Enfin, sur les sujets liés au débat que nous aurons lundi dans le cadre du volet parlementaire de la présidence française de l'Union européenne, vous parlez, Monsieur le président, de recommandations à droit constant. En réalité, plusieurs propositions incitent le débat européen à évoluer.
La proposition n° 22 est un bon cahier des charges pour le Pacte sur la migration et l'asile. La proposition n° 29 porte sur la conditionnalité entre les laissez-passer consulaires et la délivrance de visas. J'ai beaucoup de doutes sur l'utilité réelle et globale de mesures de ce type. Je peux concevoir qu'à un moment donné cela permette de faire pression sur un gouvernement, mais je ne suis pas du tout certain que, sur le long terme, nous soyons gagnants à exercer un tel chantage aux visas. En tout état de cause, cela nécessitera une modification du code Schengen. Aujourd'hui, on ne peut que jouer sur les délais de rendez-vous pour réduire le nombre de visas délivrés...
Nous avons considéré qu'il n'était pas utile de parler de la mise en oeuvre de la protection temporaire. La protection temporaire qui est mise en oeuvre pour la première fois pour les personnes arrivant d'Ukraine nécessite des coordinations entre pays. Or le règlement Dublin ne s'applique pas. Il n'existe pas d'interdiction absolue de demander la protection temporaire dans un pays, et pas dans un autre. Il y a encore des choses à faire sur ce point, qui mériterait d'être un peu plus suivi par les parlements nationaux et par le Parlement européen. Si la protection temporaire est correctement mise en place en France aujourd'hui pour les citoyens ukrainiens qui la demandent, elle ne l'est pas pour les ressortissants d'États tiers qui seraient en droit de la demander selon la directive.

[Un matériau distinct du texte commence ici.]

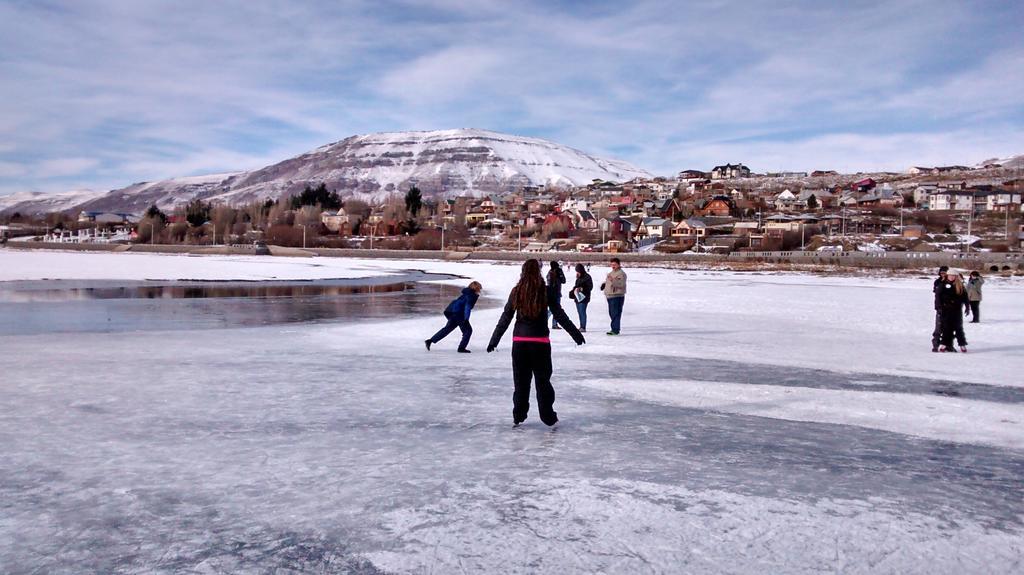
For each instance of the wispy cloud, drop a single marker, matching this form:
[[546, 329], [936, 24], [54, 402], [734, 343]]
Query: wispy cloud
[[100, 93]]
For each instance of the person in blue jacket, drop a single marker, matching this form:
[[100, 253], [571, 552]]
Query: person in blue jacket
[[458, 316]]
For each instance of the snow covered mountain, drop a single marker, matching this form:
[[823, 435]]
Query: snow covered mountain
[[1013, 162], [439, 163], [29, 203]]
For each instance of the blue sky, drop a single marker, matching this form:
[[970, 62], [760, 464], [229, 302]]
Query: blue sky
[[98, 94]]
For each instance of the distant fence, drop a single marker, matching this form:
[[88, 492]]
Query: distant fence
[[982, 261]]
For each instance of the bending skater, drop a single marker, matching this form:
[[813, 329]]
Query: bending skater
[[458, 316], [530, 344]]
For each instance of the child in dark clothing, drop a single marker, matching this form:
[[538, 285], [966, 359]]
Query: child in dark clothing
[[458, 316]]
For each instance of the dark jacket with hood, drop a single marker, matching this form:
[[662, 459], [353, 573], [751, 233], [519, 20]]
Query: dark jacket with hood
[[584, 284], [459, 309], [948, 300], [556, 277], [534, 326]]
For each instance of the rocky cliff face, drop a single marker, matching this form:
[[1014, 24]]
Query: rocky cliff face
[[448, 162]]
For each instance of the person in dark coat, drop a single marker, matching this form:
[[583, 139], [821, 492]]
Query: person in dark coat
[[530, 343], [581, 294], [952, 302], [937, 330], [556, 278], [458, 316]]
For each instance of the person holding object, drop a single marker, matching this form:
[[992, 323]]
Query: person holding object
[[556, 278], [614, 291], [457, 314], [952, 299], [936, 285], [974, 295], [530, 343], [581, 294]]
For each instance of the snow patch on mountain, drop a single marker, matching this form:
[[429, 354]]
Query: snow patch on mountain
[[40, 203]]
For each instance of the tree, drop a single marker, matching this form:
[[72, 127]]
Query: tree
[[155, 213], [316, 196], [414, 201], [197, 213]]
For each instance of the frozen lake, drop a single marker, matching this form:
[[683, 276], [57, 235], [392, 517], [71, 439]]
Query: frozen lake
[[345, 447]]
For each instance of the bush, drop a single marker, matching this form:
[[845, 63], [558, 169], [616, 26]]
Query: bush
[[427, 239], [285, 235]]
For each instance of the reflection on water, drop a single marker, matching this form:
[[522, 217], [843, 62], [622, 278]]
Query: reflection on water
[[101, 307], [195, 291]]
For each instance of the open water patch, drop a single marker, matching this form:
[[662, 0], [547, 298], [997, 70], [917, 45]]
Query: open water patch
[[99, 307]]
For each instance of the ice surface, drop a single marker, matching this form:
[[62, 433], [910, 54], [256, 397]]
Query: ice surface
[[741, 424]]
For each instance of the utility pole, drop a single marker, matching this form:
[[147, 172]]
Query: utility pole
[[970, 220]]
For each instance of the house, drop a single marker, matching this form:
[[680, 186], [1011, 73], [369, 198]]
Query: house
[[1003, 201], [108, 218], [785, 201], [335, 221], [616, 226], [950, 200], [912, 231], [729, 171], [653, 227], [822, 197], [864, 184], [721, 206], [586, 220], [882, 196], [690, 228], [688, 175]]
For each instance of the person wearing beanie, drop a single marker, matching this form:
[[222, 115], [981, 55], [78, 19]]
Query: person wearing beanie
[[952, 300], [581, 294], [556, 278], [937, 330], [457, 314], [614, 292], [974, 294]]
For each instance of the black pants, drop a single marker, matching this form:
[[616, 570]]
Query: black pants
[[531, 360], [952, 325], [467, 332]]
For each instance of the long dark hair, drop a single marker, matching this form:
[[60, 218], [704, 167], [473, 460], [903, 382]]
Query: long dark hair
[[530, 294]]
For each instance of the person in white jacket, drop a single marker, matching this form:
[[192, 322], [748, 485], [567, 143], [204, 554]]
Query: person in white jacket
[[614, 291]]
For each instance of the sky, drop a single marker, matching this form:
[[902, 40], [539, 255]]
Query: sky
[[99, 94]]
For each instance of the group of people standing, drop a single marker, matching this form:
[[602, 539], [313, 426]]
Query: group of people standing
[[530, 303], [954, 299]]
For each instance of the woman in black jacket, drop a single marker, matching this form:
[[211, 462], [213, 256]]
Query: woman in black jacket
[[581, 294], [530, 343], [952, 300], [556, 278]]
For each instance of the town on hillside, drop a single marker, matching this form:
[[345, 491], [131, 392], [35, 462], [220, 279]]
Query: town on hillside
[[724, 210]]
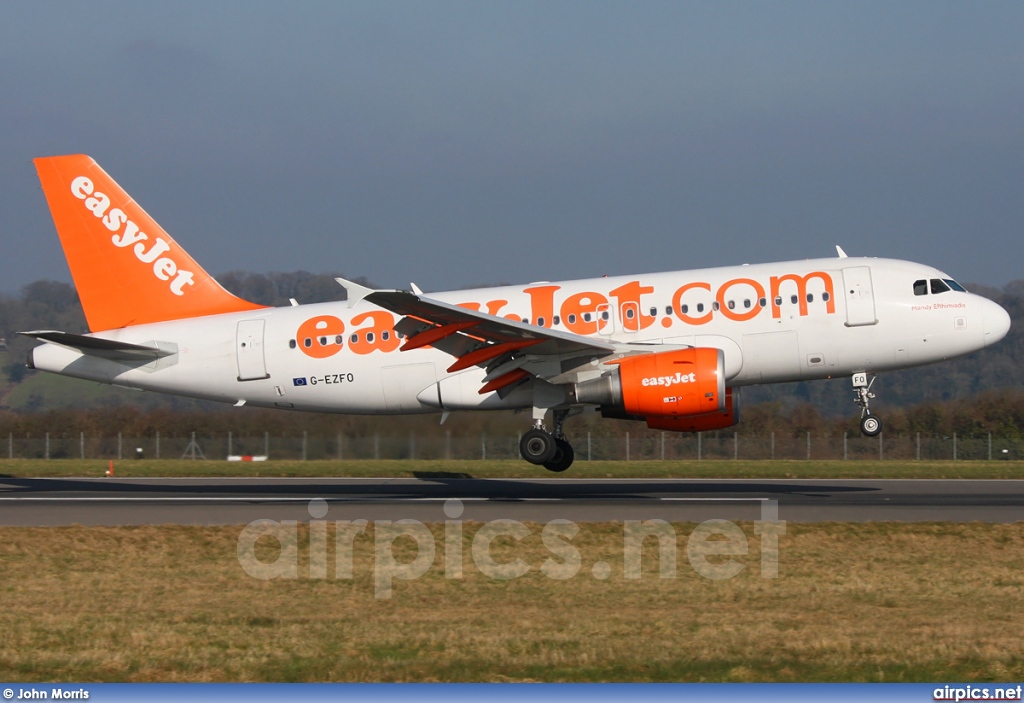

Bien entendu, lors du débat que nous aurons lors de la réunion sur la présidence française de l'Union européenne, il faudra beaucoup insister sur tous les aspects liés à l'Europe. Il faudra notamment évoquer le sujet de la surveillance des frontières et du rôle de l'agence Frontex.
Les événements intervenus depuis notre échange à Varsovie avec le directeur général de Frontex montrent aussi les difficultés auxquelles cette agence européenne est aujourd'hui confrontée. Cette crise s'explique notamment par le fait que Frontex n'est qu'au service des États membres : si l'agence Frontex dénonce trop fortement des événements qui auraient eu lieu en dehors du droit - je pense en particulier à la Grèce -, elle ne pourra plus agir correctement. L'agence dépend du bon vouloir des pays européens. C'est pourquoi Frontex n'est pas intervenu à la frontière avec la Biélorussie à l'été dernier, et c'est aussi, je crois, ce qui peut expliquer son silence face à des situations inacceptables qui ont pu être constatées en Grèce, sous la responsabilité d'abord des autorités grecques.
Il y a donc une réflexion à avoir sur les marges de manoeuvre réelle d'une agence européenne qui agit sous la responsabilité et sous la supervision des États membres lorsque l'un d'entre eux sort des clous.